I have said before, I'm saying now, and I will no doubt say again: if we must have a core curriculum in university, then it should absolutely include a basic reasoning and Statistics requirement. Via a certain individual in the comments section over at Samizdata who shouldn't think without supervision, I came across this gem.

Apparently someone thinks Dave Cameron has a chance in hell of winning the UK election. (Actually, while I doubt he will win the next one, I do think the tide is turning back to the Tories. But it might take a Prime Minister Brown for a year or so first to scare enough people off of voting Labour.) So the marijuana prohibition lobby is out in force peddling their normal half-baked (pun intended) correlation arguments. This one goes something like this: 8 in 10 people diagnosed with "serious mental illness" are "heavy cannibis users."

Now, leaving aside the obvious definitional leeway problems with phrases like "serious mental illness" and "heavy cannibis user" (just what kind of mental illnesses qualify? And how heavy does usage have to be?), this is a great illustration of the cum hoc ergo propter hoc logical fallacy - or, in statistical terms, "correlation does not imply causation."

I think this is the fallacy that separates the mice from the men in the thinking world - because it's so compelling to a naive viewer. After all, correlation does come with causation. In approximately all cases where one thing causes another, the two things will be correlated, so it's any easy mistake to make for newbies to the world of statistics. But anyone who has done any ammount at all of serious thinking about a subject will quickly disabuse himself of this notion. After all, any number of things are correlated that have no causal relationship. For example, a certain amount of proximity is required in order to shoot someone. In 100% of all gunshot cases, the individual doing the shooting must be within a normal line-of-sight of his victim. Does this mean that being near someone and having a gun causes you to shoot them? Obviously, it doesn't. And yet, proximity and gun homicide are heavily correlated. A naive thinker can be forgiven for making this kind of mistake - but public policy "experts" should know better.
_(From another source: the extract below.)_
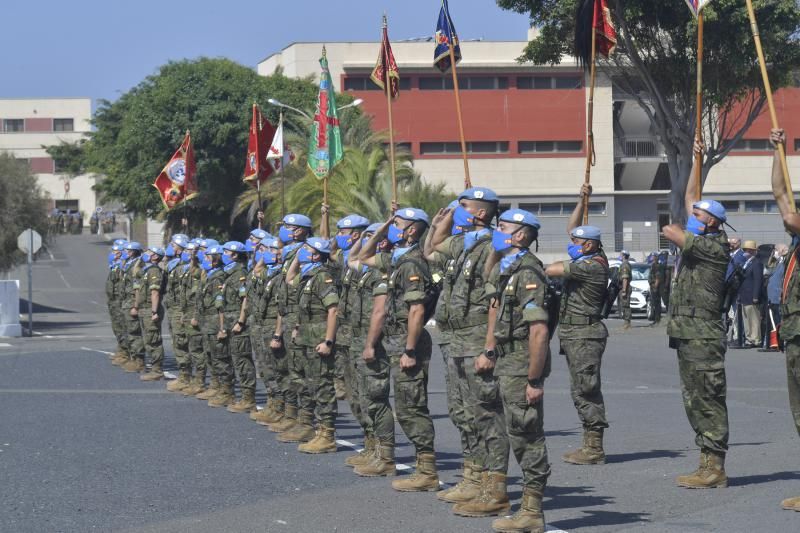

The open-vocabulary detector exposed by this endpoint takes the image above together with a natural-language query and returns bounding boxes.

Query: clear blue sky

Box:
[0,0,528,100]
Just because 8 in 10 people who have "serious mental illness" (whatever that means) are also "heavy cannibis users" (whatever that means) doesn't even come close to establishing that cannibis causes mental illness. It might just as easily imply any of the following things: (a) that ("serious") mental illness causes ("heavy") cannibis use (possibly because cannibis stabilizes such people?) (b) that there is a third variable involved (for example, some genetic disposition that causes people to use ("heavy" amounts of) recreational drugs also causes the illnesses in question) (c) that it's just a giant coincidence (for example, perhaps people with ("serious") mental illness tend to congregate together, and marijuana happens to be popular in these circles this year). In order to establish that marijuana use actually causes mental illness, obviously some kind of experiment would need to be done, or else a lot of other variables would need to be controlled for.
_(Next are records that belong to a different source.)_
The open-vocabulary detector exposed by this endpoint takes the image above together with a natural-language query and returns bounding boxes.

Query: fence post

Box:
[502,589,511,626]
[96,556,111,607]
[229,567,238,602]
Here's a cool quote from the article:


Mary Brett, the researcher who prepared the study, said she was angered to hear Tony Blair's remark last year that downgrading cannabis was justifiable because 'it was worth seeing what happened.' She said: 'Was this just some huge experiment conducted primarily on our vulnerable young people? How many of them would, prior to down-classification, ever have been tempted to try the drug? And how many now find themselves with a psychiatric problem, perhaps for life?'


The answer is probably "roughly the same ammount." It is well known that government policy on marijuana has no effect on the usage rate. And as noted above, she hasn't even come close to establishing that marijuana usage causes mental illness of any kind (let alone "serious" mental illness).
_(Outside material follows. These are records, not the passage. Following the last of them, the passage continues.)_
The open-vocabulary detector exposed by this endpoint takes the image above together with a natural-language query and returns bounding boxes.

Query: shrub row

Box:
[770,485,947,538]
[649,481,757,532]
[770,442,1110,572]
I suspect she knows this. What frustrates me is that people can get away with this because the public doesn't know enough about statistics. If people in general were aware of this kind of trick and actively looked for it, cretins like Miss Mary Brett would be embarrassed to go in public and say the kinds of things they say. So, if we're going to cram kids heads with feel-good classes on diversity and intellectual hogwash like deconstructionist literary criticism, wouldn't it be OK to make them learn something useful like statistics? Of course, I have no evidence that lack of core curriculum education in stats causes statistical ignorance (though they are certainly correlated). So let's do the experiment and find out!